Skeleton
A placeholder that mimics the shape of content while it loads. Showing a skeleton in place of the eventual layout makes loading feel faster and avoids the jolt of content popping in — the page keeps its shape while data arrives.
Skeleton is deliberately minimal: it's an animated box you shape yourself with utility classes. Size it, round it, and arrange a few together to match whatever you're standing in for — a line of text, an avatar, a card.
Usage
Shape each skeleton with class — height, width, and radius. A few stacked lines stand in for a paragraph.
Shapes
The same component becomes a circle, a line, or a block depending on the classes you give it.
Composing a card
Combine skeletons to mirror the layout you're loading — here, an avatar and a few lines of text, the classic "loading card."
In practice
Show skeletons while data is loading, then swap in the real content. Mark the loading container aria-busy="true" so assistive tech knows content is on its way.
Props
| Prop | Type | Default | Description |
|---|---|---|---|
class | string | — | Classes that shape the skeleton — height, width, radius (e.g. h-4 w-32, size-12 rounded-full). |
Skeleton intentionally takes only class.
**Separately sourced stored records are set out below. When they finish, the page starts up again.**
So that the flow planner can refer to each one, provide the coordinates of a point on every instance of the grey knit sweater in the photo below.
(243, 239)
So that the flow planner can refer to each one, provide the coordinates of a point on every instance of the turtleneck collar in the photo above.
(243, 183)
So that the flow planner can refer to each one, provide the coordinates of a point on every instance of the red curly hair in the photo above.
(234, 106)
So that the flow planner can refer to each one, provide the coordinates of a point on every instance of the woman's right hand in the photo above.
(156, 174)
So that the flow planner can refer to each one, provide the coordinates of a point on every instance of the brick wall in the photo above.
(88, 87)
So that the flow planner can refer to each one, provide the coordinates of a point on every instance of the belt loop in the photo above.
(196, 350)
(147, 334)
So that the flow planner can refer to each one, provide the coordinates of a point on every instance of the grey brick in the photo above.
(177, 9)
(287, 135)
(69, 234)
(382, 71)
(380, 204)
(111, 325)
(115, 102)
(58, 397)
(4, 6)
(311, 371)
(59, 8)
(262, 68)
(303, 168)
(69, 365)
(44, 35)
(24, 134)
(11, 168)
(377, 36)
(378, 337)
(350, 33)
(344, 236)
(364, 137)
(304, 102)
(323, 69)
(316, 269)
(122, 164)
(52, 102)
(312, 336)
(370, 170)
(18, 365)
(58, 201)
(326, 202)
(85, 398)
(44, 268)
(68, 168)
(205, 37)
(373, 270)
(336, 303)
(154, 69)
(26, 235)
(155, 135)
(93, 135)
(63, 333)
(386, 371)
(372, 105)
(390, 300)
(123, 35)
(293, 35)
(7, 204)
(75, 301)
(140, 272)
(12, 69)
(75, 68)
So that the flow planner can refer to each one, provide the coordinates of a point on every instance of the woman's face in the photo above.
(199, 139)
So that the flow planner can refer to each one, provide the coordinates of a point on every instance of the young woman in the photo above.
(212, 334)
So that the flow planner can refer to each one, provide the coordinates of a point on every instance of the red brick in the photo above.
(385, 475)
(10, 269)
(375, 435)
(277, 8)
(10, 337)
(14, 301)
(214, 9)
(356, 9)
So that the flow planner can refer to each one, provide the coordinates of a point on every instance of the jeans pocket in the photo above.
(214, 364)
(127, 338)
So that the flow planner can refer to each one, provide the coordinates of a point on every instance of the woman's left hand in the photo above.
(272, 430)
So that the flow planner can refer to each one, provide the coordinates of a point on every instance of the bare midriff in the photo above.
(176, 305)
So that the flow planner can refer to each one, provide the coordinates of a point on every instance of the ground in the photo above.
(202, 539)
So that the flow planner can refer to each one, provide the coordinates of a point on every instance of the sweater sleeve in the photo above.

You control its shape entirely with utilities, so it can stand in for any element.
Accessibility
- The skeleton is
aria-hidden="true"— it's a purely visual placeholder, so it's hidden from assistive technology (a screen reader has nothing meaningful to announce for an empty placeholder). - Mark the container that's loading with
aria-busy="true"while the skeletons are shown, so assistive tech knows real content is coming. Remove it once the content has loaded.